The tangents a tree can't hold: how the scoreboard was scored, the week's forcing function in full, the side projects, and provenance.

How the PMF deltas were scored

Each project's registered pitch on shaperotator.xyz (focus, ICP, journey stage, bottleneck, next milestone — the same data that powers the cohort viewer) is set against what the room reported, and the delta on its hunt for product–market fit: advanced (moved toward its milestone), reframed (pivoted the wedge or ICP), or hard truth (a gap surfaced). Stages 1–7 are the cohort's own PMF-journey scale. The format itself was modeled on an accountability email one facilitator ran in a16z days, mixing "what I actually shipped" with "here's the project." A fuller, styled edition of this recap lives at the visual edition, and the full reconstructed text is bundled in the OS context vault.

The week — one product, one hundred messages

The cohort set a single forcing function for the midpoint week: each team ships a concrete, usable product to demo at the ETH Global New York hackathon (turn-in Sunday), and each founder sends 100 cold messages to their ideal users to validate direction. Teams that can't field a full crew were urged to bundle into a shared project and split attribution, and to step up project managers since several members travel that week. The accelerator also floated a half-serious metric — the "one-shot challenge": if the facilitators' agents can one-shot 80% of your product, that's your cue to question the moat and find the niche only you can serve.

Side projects from the room

Two more from the same corner of the room: an IC3-camp hackathon project — a "try-before-you-buy" marketplace for proprietary agent skills, benchmarked against a buyer's withheld test set and licensed to run inside a TEE — won the camp's "funniest project" award. Separately, a personal security audit of EigenLayer's DarkBloom (idle Macs as a decentralized inference network) reads that its Mac remote-attestation doesn't deliver the security it claims — a follow-on to the Agentic Organizations salon.

Provenance

Reconstructed from an automatic transcript of the cohort's first WDYDLW standup (The Convent, New York, 8 June 2026).
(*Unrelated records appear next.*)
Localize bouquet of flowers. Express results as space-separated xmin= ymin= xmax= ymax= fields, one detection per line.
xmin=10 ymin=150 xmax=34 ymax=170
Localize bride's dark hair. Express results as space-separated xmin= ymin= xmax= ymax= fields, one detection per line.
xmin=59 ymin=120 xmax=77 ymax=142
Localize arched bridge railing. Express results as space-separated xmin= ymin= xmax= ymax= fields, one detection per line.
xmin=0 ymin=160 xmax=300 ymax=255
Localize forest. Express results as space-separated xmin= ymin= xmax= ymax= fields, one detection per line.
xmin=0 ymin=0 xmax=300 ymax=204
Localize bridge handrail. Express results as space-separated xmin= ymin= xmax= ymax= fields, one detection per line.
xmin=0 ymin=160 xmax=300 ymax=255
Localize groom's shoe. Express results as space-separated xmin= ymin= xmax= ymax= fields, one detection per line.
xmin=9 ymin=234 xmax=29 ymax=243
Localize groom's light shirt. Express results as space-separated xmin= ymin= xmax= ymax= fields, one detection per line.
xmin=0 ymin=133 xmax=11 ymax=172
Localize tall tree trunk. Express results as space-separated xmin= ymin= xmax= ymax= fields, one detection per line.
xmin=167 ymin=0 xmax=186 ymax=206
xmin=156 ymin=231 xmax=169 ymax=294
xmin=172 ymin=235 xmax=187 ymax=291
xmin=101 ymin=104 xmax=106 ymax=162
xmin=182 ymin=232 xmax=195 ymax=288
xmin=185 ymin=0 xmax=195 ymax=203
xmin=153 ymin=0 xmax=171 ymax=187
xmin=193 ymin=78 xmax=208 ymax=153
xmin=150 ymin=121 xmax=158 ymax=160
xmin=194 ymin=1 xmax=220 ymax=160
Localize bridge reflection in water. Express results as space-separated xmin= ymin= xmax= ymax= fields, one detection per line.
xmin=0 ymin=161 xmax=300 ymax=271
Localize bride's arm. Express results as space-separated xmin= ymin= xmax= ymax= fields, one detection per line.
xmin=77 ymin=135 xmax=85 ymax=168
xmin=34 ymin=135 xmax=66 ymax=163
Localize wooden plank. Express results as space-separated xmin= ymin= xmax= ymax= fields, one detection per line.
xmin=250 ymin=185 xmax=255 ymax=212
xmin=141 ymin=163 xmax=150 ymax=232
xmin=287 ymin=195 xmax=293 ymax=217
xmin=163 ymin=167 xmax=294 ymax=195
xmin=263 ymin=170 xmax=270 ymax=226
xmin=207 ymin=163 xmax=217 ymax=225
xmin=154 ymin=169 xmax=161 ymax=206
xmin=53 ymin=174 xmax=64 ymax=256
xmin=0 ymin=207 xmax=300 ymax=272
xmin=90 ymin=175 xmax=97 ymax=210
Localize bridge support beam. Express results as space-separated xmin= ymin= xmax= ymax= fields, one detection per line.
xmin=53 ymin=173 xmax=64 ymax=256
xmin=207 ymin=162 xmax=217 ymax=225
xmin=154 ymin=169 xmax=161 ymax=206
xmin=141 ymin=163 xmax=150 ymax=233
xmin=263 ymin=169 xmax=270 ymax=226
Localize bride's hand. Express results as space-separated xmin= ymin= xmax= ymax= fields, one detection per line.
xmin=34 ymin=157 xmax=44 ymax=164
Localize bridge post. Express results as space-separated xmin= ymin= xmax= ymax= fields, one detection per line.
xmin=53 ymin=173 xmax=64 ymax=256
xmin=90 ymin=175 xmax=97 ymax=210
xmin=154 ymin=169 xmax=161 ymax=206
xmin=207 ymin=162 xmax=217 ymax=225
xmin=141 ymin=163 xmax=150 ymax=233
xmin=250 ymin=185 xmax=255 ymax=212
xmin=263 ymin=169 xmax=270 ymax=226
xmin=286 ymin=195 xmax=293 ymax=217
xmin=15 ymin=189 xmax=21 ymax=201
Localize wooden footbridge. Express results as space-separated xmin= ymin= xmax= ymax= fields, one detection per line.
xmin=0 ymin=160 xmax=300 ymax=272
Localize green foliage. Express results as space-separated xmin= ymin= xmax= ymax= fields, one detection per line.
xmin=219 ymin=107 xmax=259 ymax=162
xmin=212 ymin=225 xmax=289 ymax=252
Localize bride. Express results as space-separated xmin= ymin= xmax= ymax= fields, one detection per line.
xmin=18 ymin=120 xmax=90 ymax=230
The "on the site" baselines are each team's own self-reported journey data from the cohort dataset — the same records that power the cohort viewer — not an external assessment. The in-room single-device capture collapsed most in-person voices under one label, so attributions are reconstructed at the project level; quotations are faithful reconstructions, not verbatim records. External facts verified: program details (Flashbots X + IC3, May 18 – July 25, 2026), project surfaces (elizaos.ai, elocute.fun, bitrouter.ai, smithers.sh, tinycloud.xyz, teleport.best, getcontexto.com, daedalus-research.com), and Polymarket's first institutional block trade with FalconX (June 2, 2026, per CNBC). The full reconstructed text lives in the OS context vault as "WDYDLW Standup Recap June 8 2026."